Créditos imagen de portada: foto referencial / Salvador Pedrini/ Agencia Uno
En los primeros dos capítulos de esta investigación se expuso a las empresas salmoneras que recibieron $28.598 millones en subsidios a la mano de obra en zonas extremas mientras infringieron derechos laborales (ver Subsidios a la mano de obra parte I), y cómo 13 de estas empresas debieron devolver $183 millones a la Tesorería General de la República por acceder ilegalmente al beneficio, a pesar de lo cual dicho organismo no denunció el posible fraude al fisco como lo exige la ley (ver Subsidios a la mano de obra parte II).
En este tercer capítulo se exponen un conjunto de empresas mineras y pesqueras que, en total, recibieron $6.717 millones en subsidios a la mano de obra entre 2004 y 2023, aun cuando el artículo 1 de la Ley N°19.853 excluye de forma explícita del beneficio a estas actividades extractivas por tener contratados a más de 100 trabajadores directa o indirectamente -en el caso de las mineras- y por dedicarse a la pesca reductiva, que consiste en producir subproductos como aceite y harina en base a la extracción de peces y krill -en el caso de las pesqueras-, condiciones con las que cuentan todas estas empresas.

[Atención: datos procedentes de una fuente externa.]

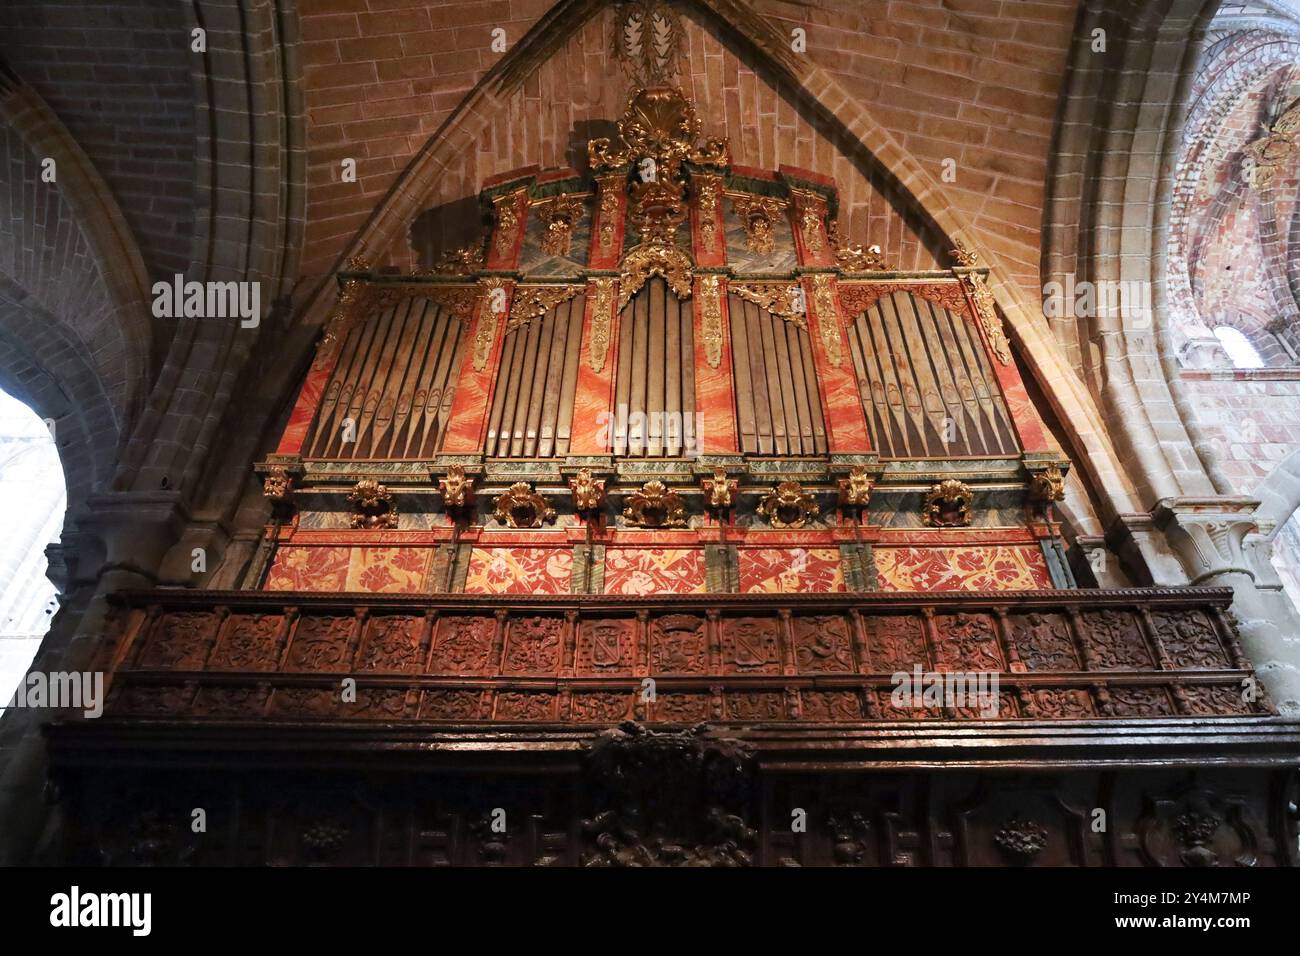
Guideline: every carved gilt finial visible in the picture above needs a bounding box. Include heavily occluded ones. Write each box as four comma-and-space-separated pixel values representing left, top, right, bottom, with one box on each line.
438, 464, 475, 510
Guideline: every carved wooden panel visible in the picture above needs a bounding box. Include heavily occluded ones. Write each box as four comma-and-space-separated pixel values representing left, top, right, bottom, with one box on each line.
844, 289, 1017, 458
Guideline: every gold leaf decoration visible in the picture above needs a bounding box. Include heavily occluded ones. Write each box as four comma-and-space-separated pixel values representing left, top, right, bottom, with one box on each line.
811, 274, 842, 368
730, 282, 806, 329
507, 285, 583, 333
699, 274, 723, 369
589, 278, 615, 373
618, 241, 693, 310
960, 273, 1011, 366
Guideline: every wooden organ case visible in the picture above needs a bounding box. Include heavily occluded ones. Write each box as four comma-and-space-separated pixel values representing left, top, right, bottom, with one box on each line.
47, 87, 1299, 868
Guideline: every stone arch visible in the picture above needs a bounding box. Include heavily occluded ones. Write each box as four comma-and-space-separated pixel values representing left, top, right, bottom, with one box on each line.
1250, 445, 1300, 537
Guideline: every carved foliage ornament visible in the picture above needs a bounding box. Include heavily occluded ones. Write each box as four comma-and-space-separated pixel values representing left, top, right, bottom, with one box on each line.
620, 241, 694, 311
924, 479, 973, 528
569, 469, 606, 513
1028, 463, 1066, 507
263, 466, 293, 505
536, 193, 586, 257
837, 465, 873, 509
508, 284, 583, 332
473, 279, 508, 372
793, 190, 828, 255
811, 274, 843, 368
701, 468, 738, 510
493, 482, 556, 528
349, 479, 398, 529
588, 278, 615, 372
698, 274, 723, 368
438, 464, 474, 510
730, 282, 806, 327
828, 223, 888, 271
492, 191, 522, 259
623, 480, 688, 528
961, 273, 1012, 366
694, 174, 722, 254
758, 480, 819, 530
730, 195, 784, 254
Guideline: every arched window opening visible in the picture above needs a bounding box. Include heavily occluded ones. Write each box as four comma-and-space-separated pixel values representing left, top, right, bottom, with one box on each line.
1213, 325, 1265, 369
0, 386, 66, 712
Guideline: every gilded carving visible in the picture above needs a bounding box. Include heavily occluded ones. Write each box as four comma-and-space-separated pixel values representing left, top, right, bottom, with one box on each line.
569, 468, 606, 513
492, 192, 521, 260
493, 482, 556, 528
588, 277, 614, 372
536, 194, 586, 257
507, 284, 583, 332
793, 190, 827, 256
837, 465, 873, 509
961, 272, 1012, 366
425, 241, 485, 276
730, 195, 784, 254
598, 183, 621, 254
699, 273, 723, 368
348, 478, 398, 529
472, 279, 507, 373
622, 479, 688, 527
700, 467, 737, 510
438, 464, 474, 510
923, 479, 973, 528
811, 274, 843, 367
1027, 463, 1066, 507
694, 174, 722, 254
757, 480, 819, 530
829, 222, 888, 271
619, 241, 693, 310
729, 281, 806, 327
949, 241, 979, 267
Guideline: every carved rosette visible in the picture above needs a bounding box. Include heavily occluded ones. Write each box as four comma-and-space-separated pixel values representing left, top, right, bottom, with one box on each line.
700, 467, 738, 510
438, 464, 474, 510
923, 479, 973, 528
492, 482, 556, 528
837, 465, 873, 509
757, 480, 819, 529
348, 479, 398, 529
699, 274, 723, 368
588, 278, 615, 372
811, 274, 843, 368
623, 480, 688, 528
569, 469, 606, 514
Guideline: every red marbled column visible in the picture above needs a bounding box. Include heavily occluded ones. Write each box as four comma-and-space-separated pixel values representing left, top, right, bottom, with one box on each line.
693, 274, 740, 453
440, 281, 514, 453
801, 273, 873, 454
961, 275, 1050, 452
588, 173, 627, 270
569, 278, 620, 454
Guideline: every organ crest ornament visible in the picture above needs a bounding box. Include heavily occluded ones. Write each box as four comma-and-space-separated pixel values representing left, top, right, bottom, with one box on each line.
924, 479, 974, 528
493, 482, 556, 528
437, 465, 474, 510
536, 194, 586, 257
730, 282, 806, 326
622, 480, 688, 528
701, 468, 738, 510
829, 222, 888, 271
348, 479, 398, 529
569, 469, 606, 514
758, 481, 819, 530
838, 466, 873, 509
731, 195, 784, 254
612, 1, 683, 87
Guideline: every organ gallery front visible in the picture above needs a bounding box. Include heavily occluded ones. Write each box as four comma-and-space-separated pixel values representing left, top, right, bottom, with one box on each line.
46, 80, 1297, 868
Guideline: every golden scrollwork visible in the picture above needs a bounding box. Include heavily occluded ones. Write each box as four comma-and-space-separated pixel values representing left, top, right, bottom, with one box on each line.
569, 468, 606, 513
960, 273, 1012, 366
349, 479, 398, 530
811, 274, 843, 368
694, 174, 722, 254
837, 466, 873, 509
828, 223, 888, 271
619, 241, 694, 310
421, 285, 480, 320
313, 276, 371, 371
508, 285, 584, 332
949, 241, 979, 268
757, 480, 820, 530
793, 190, 827, 256
588, 86, 729, 174
699, 274, 723, 369
597, 177, 622, 254
589, 278, 615, 372
923, 479, 973, 528
537, 193, 586, 257
700, 468, 738, 510
423, 242, 485, 276
622, 480, 688, 528
493, 482, 556, 528
438, 464, 474, 510
730, 281, 806, 328
730, 195, 785, 254
492, 192, 522, 259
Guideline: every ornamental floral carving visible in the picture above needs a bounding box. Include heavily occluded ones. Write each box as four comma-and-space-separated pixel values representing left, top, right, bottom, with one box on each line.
698, 274, 723, 368
492, 191, 522, 259
693, 174, 722, 254
757, 480, 819, 530
994, 816, 1048, 862
472, 279, 508, 372
923, 479, 973, 528
348, 479, 398, 529
729, 281, 806, 327
700, 467, 737, 510
536, 194, 586, 257
811, 274, 843, 367
619, 241, 693, 310
793, 189, 828, 256
961, 272, 1012, 366
837, 465, 873, 509
596, 176, 622, 254
492, 482, 556, 528
622, 480, 688, 528
829, 222, 888, 271
730, 195, 784, 254
949, 241, 979, 267
508, 284, 583, 332
438, 464, 474, 510
263, 465, 294, 515
588, 278, 614, 372
569, 468, 606, 513
1027, 462, 1066, 510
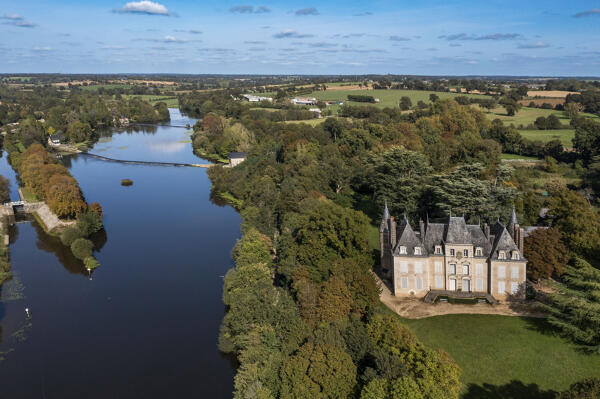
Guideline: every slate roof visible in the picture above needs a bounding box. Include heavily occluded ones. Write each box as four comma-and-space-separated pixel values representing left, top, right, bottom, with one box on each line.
444, 217, 472, 244
466, 225, 492, 257
422, 223, 445, 254
489, 222, 521, 260
228, 152, 248, 159
393, 216, 424, 256
380, 201, 390, 233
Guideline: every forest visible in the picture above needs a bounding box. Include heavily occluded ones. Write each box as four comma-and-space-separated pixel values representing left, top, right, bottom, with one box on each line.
185, 83, 600, 398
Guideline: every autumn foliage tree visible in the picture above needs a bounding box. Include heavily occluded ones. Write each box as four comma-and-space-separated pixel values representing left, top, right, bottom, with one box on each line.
524, 227, 569, 281
19, 144, 87, 218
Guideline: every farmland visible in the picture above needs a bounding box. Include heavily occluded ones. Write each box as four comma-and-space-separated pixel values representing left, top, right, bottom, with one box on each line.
119, 94, 179, 107
309, 88, 491, 109
518, 129, 575, 146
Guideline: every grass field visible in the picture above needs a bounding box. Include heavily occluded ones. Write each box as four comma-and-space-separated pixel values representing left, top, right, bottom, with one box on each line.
283, 118, 325, 126
500, 153, 540, 161
478, 105, 598, 127
119, 94, 179, 107
309, 89, 491, 110
402, 314, 600, 397
518, 129, 575, 146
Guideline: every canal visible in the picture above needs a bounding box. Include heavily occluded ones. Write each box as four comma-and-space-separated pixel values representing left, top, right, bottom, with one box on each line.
0, 109, 239, 398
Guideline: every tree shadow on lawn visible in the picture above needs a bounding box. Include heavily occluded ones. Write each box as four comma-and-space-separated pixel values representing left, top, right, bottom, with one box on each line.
463, 380, 557, 399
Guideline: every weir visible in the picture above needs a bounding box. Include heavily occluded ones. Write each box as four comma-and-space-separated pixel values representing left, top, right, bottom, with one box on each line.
81, 153, 213, 168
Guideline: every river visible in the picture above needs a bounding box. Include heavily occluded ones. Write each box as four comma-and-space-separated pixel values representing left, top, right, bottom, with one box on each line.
0, 109, 239, 398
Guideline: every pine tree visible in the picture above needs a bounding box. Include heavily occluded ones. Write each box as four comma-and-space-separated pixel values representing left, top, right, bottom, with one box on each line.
540, 257, 600, 353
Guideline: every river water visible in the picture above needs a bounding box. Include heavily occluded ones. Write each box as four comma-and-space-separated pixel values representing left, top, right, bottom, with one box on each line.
0, 109, 239, 398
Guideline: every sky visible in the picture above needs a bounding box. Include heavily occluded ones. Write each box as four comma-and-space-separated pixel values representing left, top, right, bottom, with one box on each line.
0, 0, 599, 76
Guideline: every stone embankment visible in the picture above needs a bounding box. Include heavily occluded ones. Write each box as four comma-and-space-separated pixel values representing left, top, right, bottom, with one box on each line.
1, 189, 76, 232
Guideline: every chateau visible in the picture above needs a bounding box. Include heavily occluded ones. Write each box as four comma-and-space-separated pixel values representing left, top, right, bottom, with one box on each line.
380, 204, 528, 301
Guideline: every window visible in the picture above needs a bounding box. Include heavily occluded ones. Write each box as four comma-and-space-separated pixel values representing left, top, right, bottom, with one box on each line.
476, 263, 483, 276
450, 249, 455, 256
400, 261, 408, 273
511, 266, 519, 279
414, 247, 422, 255
449, 264, 456, 274
462, 264, 469, 275
475, 247, 482, 256
498, 266, 506, 278
415, 262, 423, 274
512, 251, 520, 260
400, 277, 408, 289
476, 278, 483, 291
435, 246, 442, 255
464, 249, 469, 257
498, 281, 506, 294
435, 276, 443, 288
416, 277, 423, 289
498, 251, 506, 260
399, 246, 407, 254
511, 282, 519, 294
434, 261, 442, 273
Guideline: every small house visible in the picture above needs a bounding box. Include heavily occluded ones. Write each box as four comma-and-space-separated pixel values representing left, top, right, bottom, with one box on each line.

Fuente: elaboración propia en base a datos de la TGR obtenidos por Ley de Transparencia.
Según la información disponible en el Servicio de Impuestos Internos (SII), las mineras Quiborax, ACF Nitratos e IMERYS Minerales, solo por la vía de contratación directa registraron más de 100 trabajadores durante periodos en que recibieron subsidios a la mano de obra (ver gráficos).
A esto habría que sumar una cantidad indeterminada de trabajadores subcontratados en una industria con altos niveles de externalización, pero difícil de determinar con exactitud por la ausencia de datos de acceso público en la materia.
1) Quiborax S.A. – Familia Fosk
Es por lejos la más beneficiada. Recibió $3.575 millones en subsidios a la mano de obra entre 2004 y 2023 para cubrir el equivalente al 17% de un total de 107 mil salarios, pese a registrar en todos los años una cantidad mucho mayor a 100 trabajadores contratados directamente (ver gráfico), por lo cual nunca debió ser beneficiada con estos recursos públicos.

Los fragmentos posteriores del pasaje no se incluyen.